Basalt council deadlocked on Skico housing plan 2-2; discussion will resume June 11
Aspen Skiing Co. doubled down on its preferred alternative for an affordable housing project in Basalt in an effort to coax approval Tuesday night from the Town Council, but the strategy failed, at least temporarily.
Skico submitted a second alternative to the town government late last week after getting feedback from the council at a May 14 meeting. Some council members wanted more parking and a change in the unit mix in Skico’s project.
But Skico representatives opened last night’s meeting with the council by saying their second alternative wasn’t viable so they wouldn’t discuss it.
David Corbin, Skico senior vice president of planning and development, said updated cost estimates showed alternative two wasn’t economically viable because it cost more than 30 percent what alternative one was penciled in at last December. Even alternative one is now estimated to cost 17 percent more now than it did in December, he said.
The math is clear — alternative two cannot be pursued, Corbin said. “We can’t make it viable,” he said.
Philip Jeffreys, Skico’s project manager, took the microphone and tried to sell alternative one.
“I know that sounded a little dire, but I’m really excited about alternative one,” he said.
Jeffreys said he felt Skico’s presentation on its preferred alternative was rushed at the May 14 meeting, so he wanted to take more time to explain it.
Skico’s preferred alternative is for 36 units comprising 148 bedrooms — everything from one to six bedrooms each.
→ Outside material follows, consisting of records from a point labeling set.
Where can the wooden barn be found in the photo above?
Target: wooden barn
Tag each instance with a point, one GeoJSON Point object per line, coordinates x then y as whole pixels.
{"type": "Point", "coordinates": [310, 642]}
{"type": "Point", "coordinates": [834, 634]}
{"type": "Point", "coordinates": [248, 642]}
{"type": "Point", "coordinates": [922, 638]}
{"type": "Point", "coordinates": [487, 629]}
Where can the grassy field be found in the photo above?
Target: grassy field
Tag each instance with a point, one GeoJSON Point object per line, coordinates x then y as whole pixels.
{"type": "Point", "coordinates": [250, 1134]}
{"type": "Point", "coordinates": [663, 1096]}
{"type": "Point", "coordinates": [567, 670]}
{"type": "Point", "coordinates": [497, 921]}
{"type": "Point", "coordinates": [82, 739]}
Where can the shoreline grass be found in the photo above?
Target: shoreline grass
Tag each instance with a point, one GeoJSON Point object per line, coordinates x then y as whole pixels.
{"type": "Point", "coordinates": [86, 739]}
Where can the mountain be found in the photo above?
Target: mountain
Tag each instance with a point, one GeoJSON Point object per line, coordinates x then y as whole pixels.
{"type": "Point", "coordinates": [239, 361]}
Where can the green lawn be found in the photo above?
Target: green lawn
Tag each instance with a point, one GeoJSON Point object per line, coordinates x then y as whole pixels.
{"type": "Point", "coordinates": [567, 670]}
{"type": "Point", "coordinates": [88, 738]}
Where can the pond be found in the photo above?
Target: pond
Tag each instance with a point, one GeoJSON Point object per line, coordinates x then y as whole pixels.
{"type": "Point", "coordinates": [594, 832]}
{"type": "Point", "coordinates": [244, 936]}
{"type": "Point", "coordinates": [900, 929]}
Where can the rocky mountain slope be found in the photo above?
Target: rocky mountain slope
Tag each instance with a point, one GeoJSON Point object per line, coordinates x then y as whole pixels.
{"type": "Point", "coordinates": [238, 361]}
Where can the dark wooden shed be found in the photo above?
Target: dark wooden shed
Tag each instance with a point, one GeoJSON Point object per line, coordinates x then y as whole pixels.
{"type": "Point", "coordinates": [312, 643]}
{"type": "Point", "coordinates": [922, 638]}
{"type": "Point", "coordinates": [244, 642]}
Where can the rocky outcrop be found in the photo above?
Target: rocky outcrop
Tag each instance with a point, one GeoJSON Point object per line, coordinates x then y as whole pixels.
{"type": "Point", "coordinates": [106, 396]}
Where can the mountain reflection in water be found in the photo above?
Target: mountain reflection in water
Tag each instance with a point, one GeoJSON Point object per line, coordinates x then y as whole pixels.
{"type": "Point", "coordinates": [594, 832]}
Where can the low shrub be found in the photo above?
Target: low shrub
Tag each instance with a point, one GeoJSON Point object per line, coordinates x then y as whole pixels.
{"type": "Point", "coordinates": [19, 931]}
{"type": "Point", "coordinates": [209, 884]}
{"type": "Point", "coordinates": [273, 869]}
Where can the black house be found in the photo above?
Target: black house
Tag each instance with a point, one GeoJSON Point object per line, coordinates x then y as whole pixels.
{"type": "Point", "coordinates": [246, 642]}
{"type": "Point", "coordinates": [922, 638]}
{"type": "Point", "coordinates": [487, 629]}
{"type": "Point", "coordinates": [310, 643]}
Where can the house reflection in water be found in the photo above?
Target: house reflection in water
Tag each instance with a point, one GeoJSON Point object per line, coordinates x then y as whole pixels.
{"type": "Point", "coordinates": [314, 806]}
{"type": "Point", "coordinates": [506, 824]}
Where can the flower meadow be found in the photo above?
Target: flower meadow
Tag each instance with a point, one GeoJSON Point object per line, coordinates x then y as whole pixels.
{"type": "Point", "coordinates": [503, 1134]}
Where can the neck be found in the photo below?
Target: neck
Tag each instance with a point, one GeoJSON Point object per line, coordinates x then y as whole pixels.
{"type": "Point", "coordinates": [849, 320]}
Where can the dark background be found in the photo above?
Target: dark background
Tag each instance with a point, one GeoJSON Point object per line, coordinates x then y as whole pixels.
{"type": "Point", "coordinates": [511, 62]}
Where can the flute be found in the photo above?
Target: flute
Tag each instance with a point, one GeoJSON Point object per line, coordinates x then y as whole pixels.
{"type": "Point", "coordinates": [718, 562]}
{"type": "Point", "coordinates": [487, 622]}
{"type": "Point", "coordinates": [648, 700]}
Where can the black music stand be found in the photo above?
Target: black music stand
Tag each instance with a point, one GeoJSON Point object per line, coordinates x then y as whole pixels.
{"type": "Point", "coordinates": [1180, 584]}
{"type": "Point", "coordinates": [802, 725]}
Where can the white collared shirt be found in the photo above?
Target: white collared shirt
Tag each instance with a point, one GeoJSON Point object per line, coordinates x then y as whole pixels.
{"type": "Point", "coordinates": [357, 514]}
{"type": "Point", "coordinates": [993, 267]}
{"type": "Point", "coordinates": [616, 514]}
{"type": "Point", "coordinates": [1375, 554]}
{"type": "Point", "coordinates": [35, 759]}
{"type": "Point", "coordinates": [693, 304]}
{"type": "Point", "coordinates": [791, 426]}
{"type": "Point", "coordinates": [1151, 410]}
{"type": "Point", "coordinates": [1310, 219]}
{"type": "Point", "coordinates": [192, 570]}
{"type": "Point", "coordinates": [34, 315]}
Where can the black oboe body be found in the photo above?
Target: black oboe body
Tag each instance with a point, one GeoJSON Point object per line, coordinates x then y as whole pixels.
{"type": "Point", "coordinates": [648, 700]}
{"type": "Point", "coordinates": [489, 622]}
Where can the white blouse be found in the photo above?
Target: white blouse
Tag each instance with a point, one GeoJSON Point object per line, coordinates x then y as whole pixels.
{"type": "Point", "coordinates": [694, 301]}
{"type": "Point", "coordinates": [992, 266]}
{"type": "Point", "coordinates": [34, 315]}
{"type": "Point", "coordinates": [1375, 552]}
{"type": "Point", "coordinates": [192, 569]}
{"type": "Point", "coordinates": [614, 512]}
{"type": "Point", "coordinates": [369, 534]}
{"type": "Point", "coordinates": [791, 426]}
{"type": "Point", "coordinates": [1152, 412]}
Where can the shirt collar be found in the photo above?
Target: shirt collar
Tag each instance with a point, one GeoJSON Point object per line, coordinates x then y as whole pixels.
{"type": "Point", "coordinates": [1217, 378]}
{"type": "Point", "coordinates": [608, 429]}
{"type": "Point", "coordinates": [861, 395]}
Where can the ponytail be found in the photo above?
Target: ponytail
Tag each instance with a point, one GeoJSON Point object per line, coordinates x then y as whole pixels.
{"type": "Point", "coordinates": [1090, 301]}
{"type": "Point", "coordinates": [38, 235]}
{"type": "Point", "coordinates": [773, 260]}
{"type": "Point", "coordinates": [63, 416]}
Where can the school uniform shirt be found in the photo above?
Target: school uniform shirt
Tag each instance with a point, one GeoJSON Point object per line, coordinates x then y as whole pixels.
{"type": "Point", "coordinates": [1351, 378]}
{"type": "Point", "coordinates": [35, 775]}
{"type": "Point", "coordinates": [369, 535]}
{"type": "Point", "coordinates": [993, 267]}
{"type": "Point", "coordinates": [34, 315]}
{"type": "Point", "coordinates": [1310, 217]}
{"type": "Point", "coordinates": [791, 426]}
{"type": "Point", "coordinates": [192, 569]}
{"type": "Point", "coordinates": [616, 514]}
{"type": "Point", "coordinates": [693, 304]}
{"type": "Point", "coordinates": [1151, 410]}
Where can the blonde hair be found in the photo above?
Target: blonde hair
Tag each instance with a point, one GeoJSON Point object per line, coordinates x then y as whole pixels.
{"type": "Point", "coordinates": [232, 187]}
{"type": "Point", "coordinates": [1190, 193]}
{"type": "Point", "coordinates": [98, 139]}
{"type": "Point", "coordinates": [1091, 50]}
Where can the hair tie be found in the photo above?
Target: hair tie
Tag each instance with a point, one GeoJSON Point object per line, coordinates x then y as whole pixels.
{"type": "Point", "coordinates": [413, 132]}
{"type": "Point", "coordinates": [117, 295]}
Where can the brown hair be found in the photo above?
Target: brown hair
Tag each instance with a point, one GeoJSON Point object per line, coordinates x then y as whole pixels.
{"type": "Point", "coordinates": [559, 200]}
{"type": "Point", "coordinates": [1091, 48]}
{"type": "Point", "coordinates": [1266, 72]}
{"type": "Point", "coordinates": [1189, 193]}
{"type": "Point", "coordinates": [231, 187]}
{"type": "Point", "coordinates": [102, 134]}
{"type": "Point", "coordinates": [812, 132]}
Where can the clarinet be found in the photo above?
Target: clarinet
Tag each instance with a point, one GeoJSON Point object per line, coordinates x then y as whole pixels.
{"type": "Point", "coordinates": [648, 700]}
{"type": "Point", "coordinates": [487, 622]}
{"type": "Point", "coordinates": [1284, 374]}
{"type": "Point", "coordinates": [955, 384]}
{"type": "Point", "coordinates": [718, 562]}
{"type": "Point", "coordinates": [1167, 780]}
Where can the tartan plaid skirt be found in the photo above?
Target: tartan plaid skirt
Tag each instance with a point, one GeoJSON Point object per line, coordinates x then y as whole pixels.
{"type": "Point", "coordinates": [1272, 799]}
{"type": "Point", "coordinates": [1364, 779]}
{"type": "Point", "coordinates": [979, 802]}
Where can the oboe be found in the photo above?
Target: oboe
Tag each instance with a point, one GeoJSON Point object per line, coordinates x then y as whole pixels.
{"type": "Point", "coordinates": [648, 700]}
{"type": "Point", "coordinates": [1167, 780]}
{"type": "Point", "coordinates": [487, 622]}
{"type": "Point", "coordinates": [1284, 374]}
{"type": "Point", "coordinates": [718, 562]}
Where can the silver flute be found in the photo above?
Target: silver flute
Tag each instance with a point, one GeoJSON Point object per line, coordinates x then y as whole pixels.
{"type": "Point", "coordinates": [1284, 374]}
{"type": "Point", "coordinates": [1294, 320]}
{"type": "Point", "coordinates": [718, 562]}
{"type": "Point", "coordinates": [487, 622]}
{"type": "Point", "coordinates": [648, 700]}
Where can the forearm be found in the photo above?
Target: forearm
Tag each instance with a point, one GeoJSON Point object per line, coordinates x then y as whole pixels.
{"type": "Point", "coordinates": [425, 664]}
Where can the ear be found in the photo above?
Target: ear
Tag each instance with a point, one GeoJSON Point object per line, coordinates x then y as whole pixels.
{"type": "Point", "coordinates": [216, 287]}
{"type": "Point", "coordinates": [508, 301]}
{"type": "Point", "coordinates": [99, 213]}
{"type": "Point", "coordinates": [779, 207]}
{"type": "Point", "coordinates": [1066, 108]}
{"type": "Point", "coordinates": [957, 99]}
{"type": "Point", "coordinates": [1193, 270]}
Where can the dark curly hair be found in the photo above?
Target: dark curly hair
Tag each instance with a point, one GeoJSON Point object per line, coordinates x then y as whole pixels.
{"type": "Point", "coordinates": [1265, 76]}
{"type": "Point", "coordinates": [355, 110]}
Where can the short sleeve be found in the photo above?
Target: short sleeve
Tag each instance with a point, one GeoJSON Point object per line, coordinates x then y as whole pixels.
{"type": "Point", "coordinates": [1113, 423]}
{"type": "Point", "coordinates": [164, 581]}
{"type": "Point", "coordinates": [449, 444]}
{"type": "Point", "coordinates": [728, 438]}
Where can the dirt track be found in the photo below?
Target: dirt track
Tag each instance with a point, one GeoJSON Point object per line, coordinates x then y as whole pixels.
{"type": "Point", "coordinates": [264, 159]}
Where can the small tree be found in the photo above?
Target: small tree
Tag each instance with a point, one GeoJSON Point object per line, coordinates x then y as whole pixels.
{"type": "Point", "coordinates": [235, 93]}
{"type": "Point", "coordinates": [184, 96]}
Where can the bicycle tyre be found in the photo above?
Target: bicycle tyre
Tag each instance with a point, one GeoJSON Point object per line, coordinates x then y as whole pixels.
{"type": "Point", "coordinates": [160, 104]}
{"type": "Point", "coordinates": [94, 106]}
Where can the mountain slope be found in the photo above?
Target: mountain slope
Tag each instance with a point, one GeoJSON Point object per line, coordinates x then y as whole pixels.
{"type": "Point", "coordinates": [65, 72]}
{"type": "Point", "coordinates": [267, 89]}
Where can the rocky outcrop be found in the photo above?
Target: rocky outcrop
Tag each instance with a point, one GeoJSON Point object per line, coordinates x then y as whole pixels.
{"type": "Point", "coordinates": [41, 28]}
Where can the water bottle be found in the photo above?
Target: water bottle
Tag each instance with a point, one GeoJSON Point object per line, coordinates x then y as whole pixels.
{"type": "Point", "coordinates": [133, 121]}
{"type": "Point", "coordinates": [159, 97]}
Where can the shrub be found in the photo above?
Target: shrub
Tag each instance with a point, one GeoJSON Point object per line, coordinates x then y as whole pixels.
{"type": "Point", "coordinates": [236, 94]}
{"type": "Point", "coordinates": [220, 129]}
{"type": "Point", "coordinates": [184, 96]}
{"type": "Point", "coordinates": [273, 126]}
The plan would provide eight units of rent-controlled housing for non-Skico employees, with a priority for child care workers.
Skico wanted to address parking obligations by building 34 off-street spaces on its property and buying 33 units on public streets that it would buy from the town for $202,000.
In its alternative plan, Skico reduced the unit numbers a bit and changed the mix. The biggest change was it would build a 77-space underground parking garage rather than rely on spaces on the street.
The majority of members of the public who spoke at the meeting favored alternative two. Carol Hawk, a resident of Willits, said many neighborhood residents didn’t attend the meeting because they thought alternative two would advance and they found it acceptable.
The council was split over the project.
“I’m sad you brought alternative two when you really didn’t mean it,” Mayor Jacque Whitsitt told the Skico officials.
Councilman Ryan Slack expressed reservations about Skico’s preferred alternative.
On the other side of the ledger were councilmen Gary Tennenbaum and Bill Infante. Tennenbaum said Basalt encourages landowners and developers to propose creative ways to provide affordable housing.
“I look at this as a project that we ought to be encouraging,” Tennenbaum said.
He later added, “I really want to see this project happen. Skico is a partner in Basalt.”
Skico’s proposal failed to advance, at least for the time being. Councilman Auden Schendler is a Skico executive so he recused himself from voting, as required. Councilwomen Katie Schwoerer and Jennifer Riffle missed the meeting because of prior plans. That left only four voting members, and they were split 2-2.
The council voted to continue the meeting until June 11 when more members will be in attendance.